Julian Assange gets a new Australian passport
Fugitive Wikileaks founder Julian Assange has been issued with a new Australian passport after lengthy negotiations over whether he was subject to an arrest warrant for a "serious foreign offence", The Sydney Morning Herald reports.
A Department of Foreign Affairs and Trade official confirmed in a Senate estimates hearing on Thursday that Mr Assange's 2018 application for a new passport had been accepted. Consular and Crisis Management Division first assistant secretary Andrew Todd said, "Mr Assange does have an Australian passport".
The Department of Foreign Affairs confirmed Mr Assange received his new Australian passport in September 2018. The passport has gone unreported until now.
It's an important development for Mr Assange amid reports the Ecuadorian government, which has housed him in its London embassy since 2012 after Swedish authorities requested his extradition as a suspect in a rape case, may be preparing to end his political asylum.
Swedish prosecutors announced in 2017 that they had closed the rape investigation.

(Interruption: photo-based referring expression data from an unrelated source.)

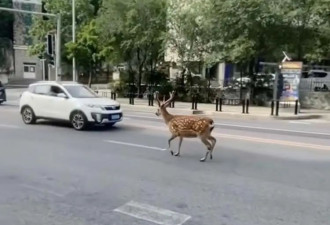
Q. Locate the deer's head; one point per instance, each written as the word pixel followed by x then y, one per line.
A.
pixel 162 105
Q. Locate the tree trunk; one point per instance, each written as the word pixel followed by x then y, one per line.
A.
pixel 90 78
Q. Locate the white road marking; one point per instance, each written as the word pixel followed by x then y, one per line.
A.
pixel 273 129
pixel 249 127
pixel 10 126
pixel 249 138
pixel 300 122
pixel 153 214
pixel 135 145
pixel 42 190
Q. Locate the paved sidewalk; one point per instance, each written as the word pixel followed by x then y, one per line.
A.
pixel 255 112
pixel 227 110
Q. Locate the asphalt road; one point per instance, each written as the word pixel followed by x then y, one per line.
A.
pixel 262 172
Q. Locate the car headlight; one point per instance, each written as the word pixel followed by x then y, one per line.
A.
pixel 95 106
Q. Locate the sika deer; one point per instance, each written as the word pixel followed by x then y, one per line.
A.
pixel 183 126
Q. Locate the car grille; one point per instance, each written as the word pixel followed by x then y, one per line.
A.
pixel 109 108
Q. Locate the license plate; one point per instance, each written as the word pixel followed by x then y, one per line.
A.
pixel 115 117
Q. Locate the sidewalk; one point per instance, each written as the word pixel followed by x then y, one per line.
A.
pixel 141 105
pixel 184 108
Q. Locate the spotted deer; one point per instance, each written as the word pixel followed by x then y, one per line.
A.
pixel 186 126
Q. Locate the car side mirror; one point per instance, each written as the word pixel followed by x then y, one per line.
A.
pixel 62 95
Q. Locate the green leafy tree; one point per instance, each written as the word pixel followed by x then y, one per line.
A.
pixel 88 50
pixel 85 11
pixel 6 34
pixel 136 33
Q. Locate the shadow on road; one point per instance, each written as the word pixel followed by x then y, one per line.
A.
pixel 92 128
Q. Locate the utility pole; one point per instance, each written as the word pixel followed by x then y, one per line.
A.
pixel 74 39
pixel 58 35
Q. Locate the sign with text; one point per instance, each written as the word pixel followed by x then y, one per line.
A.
pixel 289 81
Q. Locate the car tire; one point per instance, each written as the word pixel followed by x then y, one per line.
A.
pixel 28 115
pixel 110 125
pixel 79 121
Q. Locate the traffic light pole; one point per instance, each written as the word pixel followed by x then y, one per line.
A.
pixel 58 47
pixel 58 35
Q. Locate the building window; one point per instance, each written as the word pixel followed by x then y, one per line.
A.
pixel 26 69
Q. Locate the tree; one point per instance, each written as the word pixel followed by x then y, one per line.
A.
pixel 88 50
pixel 86 11
pixel 137 30
pixel 6 34
pixel 188 33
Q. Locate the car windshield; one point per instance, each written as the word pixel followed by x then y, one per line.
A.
pixel 80 92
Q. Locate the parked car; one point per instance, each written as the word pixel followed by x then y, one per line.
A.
pixel 68 101
pixel 2 94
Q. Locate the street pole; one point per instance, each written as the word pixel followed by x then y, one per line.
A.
pixel 58 47
pixel 73 38
pixel 43 69
pixel 58 35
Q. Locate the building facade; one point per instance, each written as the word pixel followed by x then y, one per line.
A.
pixel 26 66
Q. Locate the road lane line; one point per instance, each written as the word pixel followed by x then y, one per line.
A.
pixel 152 213
pixel 135 145
pixel 10 126
pixel 33 188
pixel 300 122
pixel 244 126
pixel 272 129
pixel 251 139
pixel 274 141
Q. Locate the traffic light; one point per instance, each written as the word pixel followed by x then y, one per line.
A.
pixel 50 44
pixel 51 60
pixel 43 10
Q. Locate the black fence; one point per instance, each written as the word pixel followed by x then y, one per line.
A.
pixel 275 106
pixel 219 103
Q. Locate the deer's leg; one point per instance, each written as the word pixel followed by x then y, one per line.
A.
pixel 209 147
pixel 180 142
pixel 169 142
pixel 214 141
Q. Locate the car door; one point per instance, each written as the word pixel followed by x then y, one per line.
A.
pixel 40 100
pixel 60 107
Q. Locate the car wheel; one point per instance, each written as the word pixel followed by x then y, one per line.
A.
pixel 28 115
pixel 78 121
pixel 110 124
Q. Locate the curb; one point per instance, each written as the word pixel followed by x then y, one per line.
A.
pixel 151 109
pixel 299 117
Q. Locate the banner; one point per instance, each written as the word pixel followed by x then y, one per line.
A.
pixel 289 81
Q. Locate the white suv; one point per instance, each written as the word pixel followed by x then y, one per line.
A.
pixel 68 101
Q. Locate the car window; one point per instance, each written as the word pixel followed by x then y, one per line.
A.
pixel 78 91
pixel 42 89
pixel 55 90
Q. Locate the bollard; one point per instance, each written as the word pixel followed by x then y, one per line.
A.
pixel 217 104
pixel 296 108
pixel 172 104
pixel 193 103
pixel 131 98
pixel 220 104
pixel 243 106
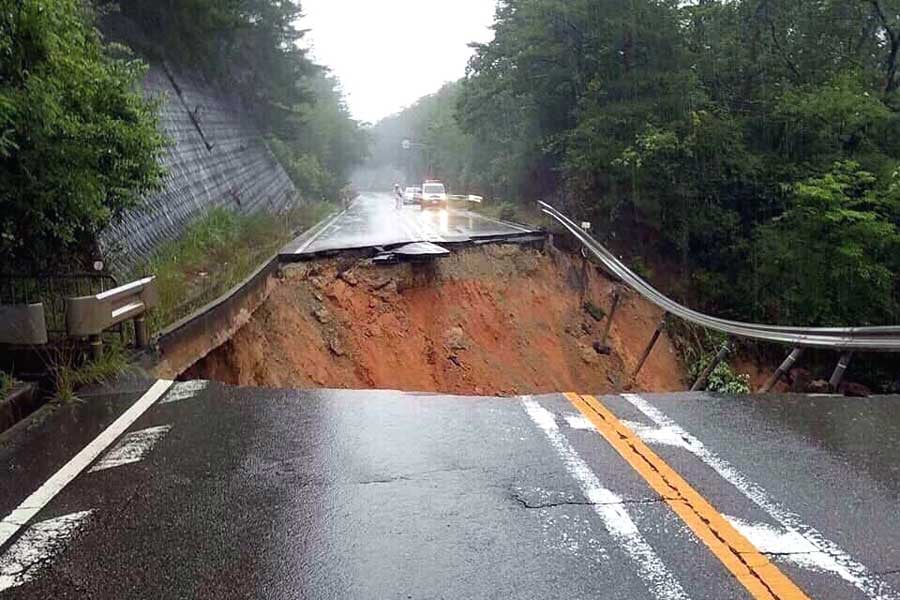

The new passport makes it possible for Mr Assange to return to Australia. He has been without a passport after his previous one expired several years ago.
Australian barrister and adviser to Mr Assange, Greg Barns, said credit was owed to Australia's former foreign affairs minister Julie Bishop, who he said had gone to great lengths to ensure Mr Assange's rights as an Australian citizen were upheld by being granted a passport.